The Confederates felt that Birnam wood had come to Dunsinane. Declaring that it was useless to fight men who would deliberately float gunboats by the very muzzles of their heavy guns, and could run steamers sixteen miles over dry land, they began to evacuate Island Number Ten. But Pope had already ferried the greater part of his army across the river, and he replied to my inquiries:

"I will have every mother's son of them!"

The Rebels Effectively Caged.

He kept his promise. The Rebels were caged. They fled in haste across the country to Tiptonville, where they supposed their steamboats awaited them. Instead, they found two of our iron-clads lying in front of the town, and learned that Pope held the river even ten miles below.
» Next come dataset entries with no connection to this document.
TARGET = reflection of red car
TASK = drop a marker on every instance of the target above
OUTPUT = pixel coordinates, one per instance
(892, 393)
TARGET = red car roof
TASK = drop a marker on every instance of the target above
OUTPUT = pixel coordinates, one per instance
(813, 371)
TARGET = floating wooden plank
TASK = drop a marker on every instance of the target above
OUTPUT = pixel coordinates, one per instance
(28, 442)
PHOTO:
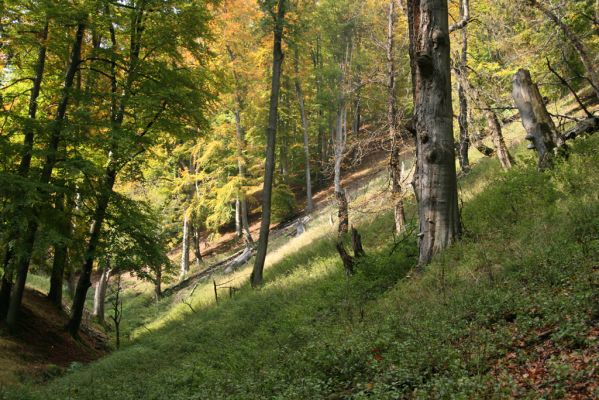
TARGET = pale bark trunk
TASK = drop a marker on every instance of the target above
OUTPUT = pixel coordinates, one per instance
(463, 101)
(100, 295)
(541, 130)
(185, 247)
(585, 57)
(257, 273)
(28, 239)
(306, 131)
(435, 179)
(392, 121)
(493, 123)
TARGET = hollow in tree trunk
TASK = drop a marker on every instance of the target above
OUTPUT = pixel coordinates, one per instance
(435, 181)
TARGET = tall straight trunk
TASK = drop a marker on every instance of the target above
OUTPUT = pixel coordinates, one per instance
(392, 121)
(585, 57)
(185, 247)
(100, 295)
(306, 131)
(241, 205)
(60, 253)
(117, 117)
(28, 239)
(84, 282)
(435, 180)
(24, 165)
(257, 273)
(463, 100)
(493, 124)
(196, 242)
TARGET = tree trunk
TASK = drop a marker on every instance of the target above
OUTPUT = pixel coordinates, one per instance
(306, 131)
(60, 254)
(185, 247)
(257, 273)
(493, 123)
(463, 101)
(196, 242)
(100, 295)
(587, 60)
(84, 282)
(392, 121)
(435, 181)
(541, 131)
(28, 239)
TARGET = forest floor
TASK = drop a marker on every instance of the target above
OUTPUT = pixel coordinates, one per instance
(43, 348)
(509, 312)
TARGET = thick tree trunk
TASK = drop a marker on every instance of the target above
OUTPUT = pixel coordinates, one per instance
(60, 254)
(392, 121)
(435, 181)
(541, 130)
(28, 239)
(585, 57)
(100, 295)
(257, 273)
(305, 127)
(185, 247)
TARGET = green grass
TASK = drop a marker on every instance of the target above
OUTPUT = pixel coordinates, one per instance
(523, 280)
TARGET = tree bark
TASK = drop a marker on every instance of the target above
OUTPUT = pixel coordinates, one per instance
(392, 121)
(84, 282)
(587, 60)
(100, 295)
(541, 130)
(493, 124)
(305, 127)
(435, 181)
(257, 273)
(463, 101)
(196, 242)
(28, 239)
(60, 254)
(185, 247)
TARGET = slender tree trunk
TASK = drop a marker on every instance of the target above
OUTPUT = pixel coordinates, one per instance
(257, 273)
(60, 254)
(100, 295)
(305, 128)
(185, 247)
(493, 123)
(463, 101)
(392, 121)
(541, 131)
(196, 242)
(28, 239)
(435, 181)
(585, 57)
(84, 282)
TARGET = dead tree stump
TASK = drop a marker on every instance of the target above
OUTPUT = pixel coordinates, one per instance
(540, 129)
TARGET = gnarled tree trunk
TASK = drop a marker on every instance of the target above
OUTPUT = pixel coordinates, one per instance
(435, 180)
(540, 129)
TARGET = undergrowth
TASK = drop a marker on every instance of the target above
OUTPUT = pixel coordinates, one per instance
(512, 310)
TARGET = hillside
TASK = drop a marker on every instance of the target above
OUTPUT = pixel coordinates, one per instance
(510, 311)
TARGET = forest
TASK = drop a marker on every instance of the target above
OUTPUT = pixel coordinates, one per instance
(299, 199)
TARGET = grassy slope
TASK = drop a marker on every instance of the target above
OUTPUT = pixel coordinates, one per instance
(512, 310)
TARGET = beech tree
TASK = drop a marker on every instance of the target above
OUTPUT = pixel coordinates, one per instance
(435, 181)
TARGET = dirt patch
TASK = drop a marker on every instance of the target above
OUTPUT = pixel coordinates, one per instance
(42, 347)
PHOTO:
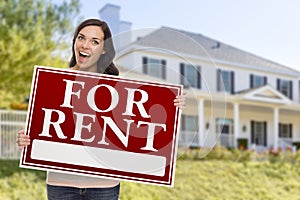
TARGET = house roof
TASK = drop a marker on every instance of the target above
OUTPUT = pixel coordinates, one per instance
(187, 43)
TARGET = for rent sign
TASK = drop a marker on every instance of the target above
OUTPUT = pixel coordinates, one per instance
(101, 125)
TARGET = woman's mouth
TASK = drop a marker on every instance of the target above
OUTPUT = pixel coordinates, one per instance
(83, 56)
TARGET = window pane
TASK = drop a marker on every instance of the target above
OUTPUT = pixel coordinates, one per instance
(226, 78)
(154, 68)
(191, 123)
(191, 75)
(284, 87)
(258, 81)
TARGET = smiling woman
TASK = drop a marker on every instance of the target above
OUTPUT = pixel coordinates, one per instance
(93, 48)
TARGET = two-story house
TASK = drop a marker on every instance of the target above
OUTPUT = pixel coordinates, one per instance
(233, 97)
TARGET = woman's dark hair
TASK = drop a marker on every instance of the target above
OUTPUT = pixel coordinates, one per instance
(105, 63)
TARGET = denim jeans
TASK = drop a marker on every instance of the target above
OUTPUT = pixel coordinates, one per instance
(73, 193)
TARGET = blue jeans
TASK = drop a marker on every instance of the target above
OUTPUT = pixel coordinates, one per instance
(73, 193)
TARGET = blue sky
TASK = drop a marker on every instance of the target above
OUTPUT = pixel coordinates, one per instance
(267, 28)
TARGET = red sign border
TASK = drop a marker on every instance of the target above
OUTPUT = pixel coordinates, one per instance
(25, 164)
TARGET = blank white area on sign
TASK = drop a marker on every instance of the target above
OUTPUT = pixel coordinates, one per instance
(98, 157)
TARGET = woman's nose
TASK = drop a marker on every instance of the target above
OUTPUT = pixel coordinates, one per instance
(86, 44)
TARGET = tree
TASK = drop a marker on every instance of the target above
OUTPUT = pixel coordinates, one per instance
(31, 30)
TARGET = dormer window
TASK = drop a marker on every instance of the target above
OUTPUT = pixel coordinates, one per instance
(154, 67)
(256, 81)
(285, 87)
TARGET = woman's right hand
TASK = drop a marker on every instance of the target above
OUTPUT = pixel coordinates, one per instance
(22, 139)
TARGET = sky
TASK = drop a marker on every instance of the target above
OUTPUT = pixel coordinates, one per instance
(267, 28)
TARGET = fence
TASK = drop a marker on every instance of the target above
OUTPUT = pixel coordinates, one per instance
(10, 123)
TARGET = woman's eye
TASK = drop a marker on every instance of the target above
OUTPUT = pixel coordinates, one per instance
(95, 42)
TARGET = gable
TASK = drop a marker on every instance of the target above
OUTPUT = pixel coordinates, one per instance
(265, 94)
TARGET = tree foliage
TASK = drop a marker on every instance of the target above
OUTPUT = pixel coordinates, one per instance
(31, 30)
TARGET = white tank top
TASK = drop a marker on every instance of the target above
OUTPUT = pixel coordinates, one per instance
(72, 180)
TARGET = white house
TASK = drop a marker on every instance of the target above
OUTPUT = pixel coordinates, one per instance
(234, 97)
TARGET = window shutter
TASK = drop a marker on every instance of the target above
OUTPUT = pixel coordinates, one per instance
(252, 132)
(279, 130)
(278, 84)
(182, 77)
(265, 80)
(199, 77)
(163, 63)
(265, 133)
(232, 82)
(182, 122)
(291, 130)
(219, 81)
(145, 65)
(251, 81)
(291, 89)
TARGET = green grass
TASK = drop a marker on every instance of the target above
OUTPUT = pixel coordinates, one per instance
(195, 179)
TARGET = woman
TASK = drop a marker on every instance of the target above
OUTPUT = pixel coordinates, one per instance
(92, 51)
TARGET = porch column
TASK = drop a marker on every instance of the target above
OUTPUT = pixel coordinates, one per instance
(236, 120)
(275, 131)
(201, 130)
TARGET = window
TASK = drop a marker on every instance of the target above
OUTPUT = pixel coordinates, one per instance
(225, 81)
(259, 133)
(224, 126)
(285, 87)
(154, 67)
(189, 123)
(190, 75)
(285, 131)
(256, 81)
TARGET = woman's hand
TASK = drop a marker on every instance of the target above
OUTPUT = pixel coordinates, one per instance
(180, 101)
(22, 139)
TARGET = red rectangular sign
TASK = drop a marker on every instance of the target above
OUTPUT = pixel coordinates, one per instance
(101, 125)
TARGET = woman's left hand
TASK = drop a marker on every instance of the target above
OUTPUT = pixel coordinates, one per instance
(180, 101)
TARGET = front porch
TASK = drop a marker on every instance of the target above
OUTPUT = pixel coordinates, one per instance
(262, 118)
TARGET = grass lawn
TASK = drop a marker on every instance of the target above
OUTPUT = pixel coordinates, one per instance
(212, 179)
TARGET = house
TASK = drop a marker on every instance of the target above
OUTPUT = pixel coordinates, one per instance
(234, 97)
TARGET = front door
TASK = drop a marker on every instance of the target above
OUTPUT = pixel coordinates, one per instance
(259, 133)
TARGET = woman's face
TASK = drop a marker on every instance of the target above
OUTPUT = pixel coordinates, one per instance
(89, 47)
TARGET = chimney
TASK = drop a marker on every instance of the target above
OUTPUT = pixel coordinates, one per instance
(121, 30)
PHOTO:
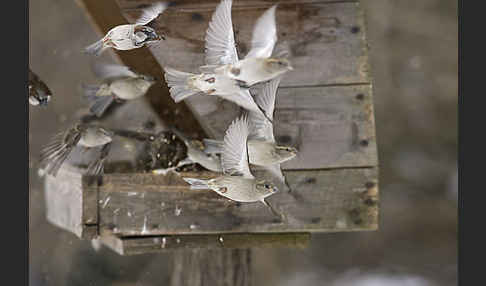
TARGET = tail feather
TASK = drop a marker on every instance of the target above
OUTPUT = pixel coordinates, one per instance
(90, 90)
(54, 155)
(177, 82)
(95, 49)
(197, 184)
(212, 146)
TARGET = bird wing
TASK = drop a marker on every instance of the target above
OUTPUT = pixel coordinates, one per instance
(220, 39)
(234, 159)
(106, 71)
(262, 128)
(264, 35)
(151, 12)
(242, 98)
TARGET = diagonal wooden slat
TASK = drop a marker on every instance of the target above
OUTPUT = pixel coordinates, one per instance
(105, 15)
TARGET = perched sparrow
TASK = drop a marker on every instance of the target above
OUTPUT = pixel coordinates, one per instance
(39, 93)
(195, 154)
(237, 182)
(83, 135)
(257, 66)
(182, 85)
(131, 36)
(262, 149)
(119, 83)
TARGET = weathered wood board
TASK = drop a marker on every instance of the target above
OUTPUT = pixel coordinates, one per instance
(70, 204)
(332, 127)
(324, 108)
(106, 15)
(162, 243)
(148, 204)
(330, 32)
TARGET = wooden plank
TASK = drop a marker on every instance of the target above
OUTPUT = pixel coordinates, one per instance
(321, 201)
(210, 4)
(332, 33)
(70, 204)
(332, 127)
(162, 243)
(219, 267)
(105, 15)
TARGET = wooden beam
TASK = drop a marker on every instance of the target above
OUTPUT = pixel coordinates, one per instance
(105, 15)
(162, 243)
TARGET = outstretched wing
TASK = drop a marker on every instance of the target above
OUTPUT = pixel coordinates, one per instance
(262, 128)
(57, 151)
(151, 12)
(264, 35)
(220, 40)
(234, 159)
(106, 71)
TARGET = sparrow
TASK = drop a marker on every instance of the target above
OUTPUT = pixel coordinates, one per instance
(119, 83)
(183, 85)
(195, 154)
(39, 93)
(82, 135)
(131, 36)
(258, 65)
(237, 182)
(262, 148)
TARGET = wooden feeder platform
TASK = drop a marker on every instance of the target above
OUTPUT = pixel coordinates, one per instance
(324, 108)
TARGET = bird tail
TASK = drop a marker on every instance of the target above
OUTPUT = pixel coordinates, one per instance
(177, 82)
(54, 155)
(95, 49)
(99, 102)
(212, 146)
(197, 184)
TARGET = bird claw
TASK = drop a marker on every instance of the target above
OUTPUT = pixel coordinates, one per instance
(242, 84)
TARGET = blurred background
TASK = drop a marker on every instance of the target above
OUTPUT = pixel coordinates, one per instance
(413, 55)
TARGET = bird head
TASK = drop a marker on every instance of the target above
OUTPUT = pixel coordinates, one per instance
(286, 152)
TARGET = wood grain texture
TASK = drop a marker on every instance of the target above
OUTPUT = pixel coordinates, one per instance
(332, 33)
(221, 267)
(106, 15)
(163, 243)
(332, 127)
(321, 201)
(69, 204)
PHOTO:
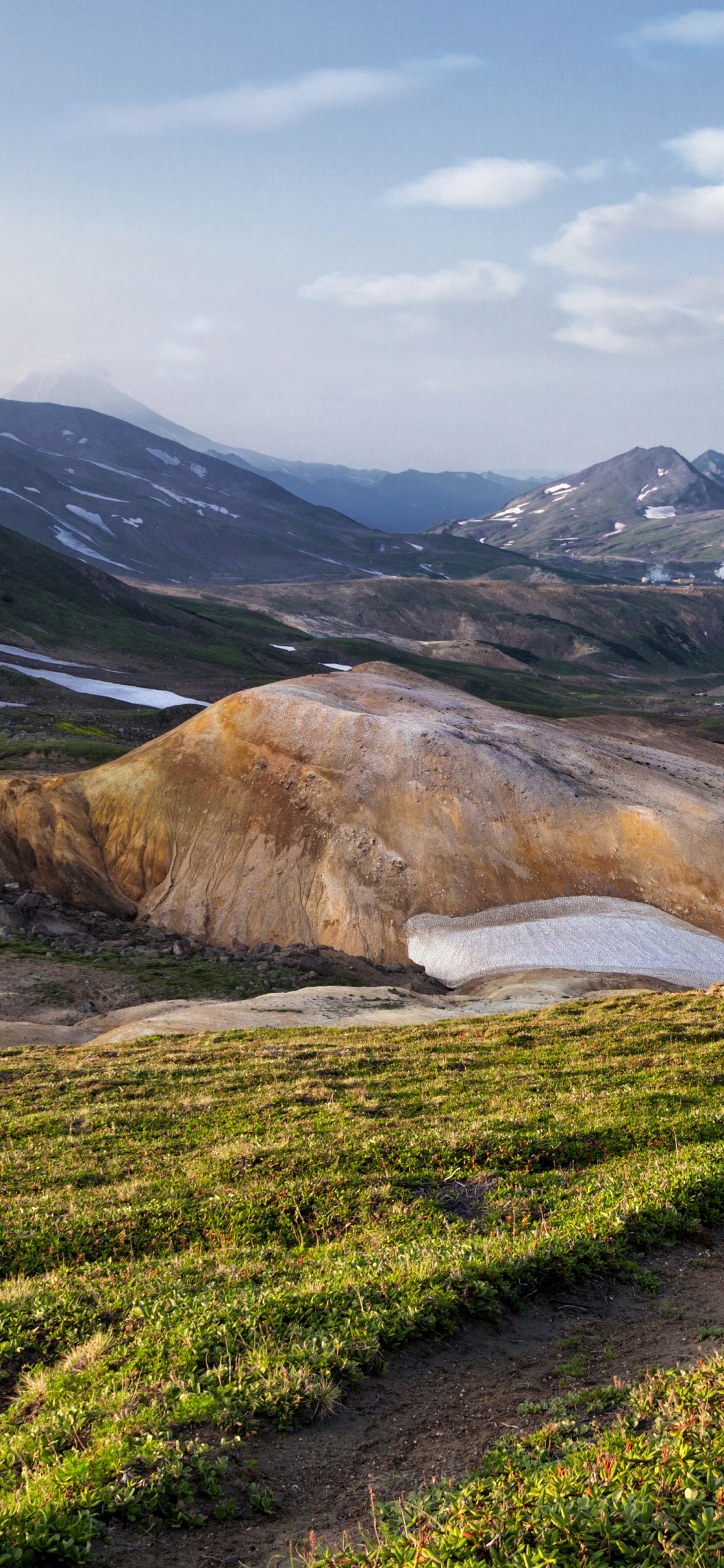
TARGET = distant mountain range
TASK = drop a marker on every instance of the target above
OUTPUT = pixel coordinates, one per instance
(102, 490)
(647, 504)
(408, 502)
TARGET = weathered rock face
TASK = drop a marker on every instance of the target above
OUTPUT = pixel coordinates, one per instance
(333, 808)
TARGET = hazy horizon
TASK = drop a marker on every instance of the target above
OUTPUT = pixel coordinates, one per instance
(433, 238)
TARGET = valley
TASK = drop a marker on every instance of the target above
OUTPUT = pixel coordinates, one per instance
(99, 490)
(264, 1161)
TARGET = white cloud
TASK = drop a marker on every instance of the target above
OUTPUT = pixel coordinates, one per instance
(470, 281)
(585, 245)
(250, 107)
(478, 182)
(703, 151)
(692, 27)
(624, 322)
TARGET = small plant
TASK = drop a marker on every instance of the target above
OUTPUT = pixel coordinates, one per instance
(262, 1498)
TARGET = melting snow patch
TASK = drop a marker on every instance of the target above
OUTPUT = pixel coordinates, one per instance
(120, 501)
(74, 543)
(143, 696)
(596, 935)
(90, 516)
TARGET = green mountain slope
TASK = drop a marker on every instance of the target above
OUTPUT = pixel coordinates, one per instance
(643, 504)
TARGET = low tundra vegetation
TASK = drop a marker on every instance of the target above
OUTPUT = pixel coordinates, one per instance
(646, 1490)
(204, 1233)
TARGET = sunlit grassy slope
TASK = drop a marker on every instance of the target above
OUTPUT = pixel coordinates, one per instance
(203, 1231)
(645, 1490)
The trap was complete. On their front was Tiptonville, with the cavernous eyes of the Carondelet and the Pittsburgh ominously scrutinizing them. At their left was an impassable line of lake and slough; at their right a dry region, bounded by the river, and held by our troops; in their rear, Pope's army was hotly pursuing them. Some leaped into the lake or plunged into the swamps, trying to escape. Three times the Rebel forces drew up in line of battle; but they were too much demoralized to fight, and, after a weary night, they surrendered unconditionally.

At sunrise, long files of stained, bedraggled soldiers, in butternut and jeans, began to move sadly into a great corn-field, and stack their arms. The prisoners numbered twenty-eight hundred. We captured upward of a hundred heavy guns, twenty-five field-pieces, half a dozen steamboats, and immense supplies of provisions and ammunition. The victory was won with trifling loss of life, and reflected the highest credit both upon the land and water forces. The army and the navy, fitting together like the two blades of the scissors, had cut the gordian knot.

Pope telegraphed to Halleck that, if steamboats could be furnished him, in four days he would plant the Stars and Stripes in Memphis. Halleck, as usual, engrossed in strategy, declined to supply the transportation.

The Northern Flood Rolling on.

But the great northern flood rolled on toward the Gulf, and in its resistless torrent was no refluent wave.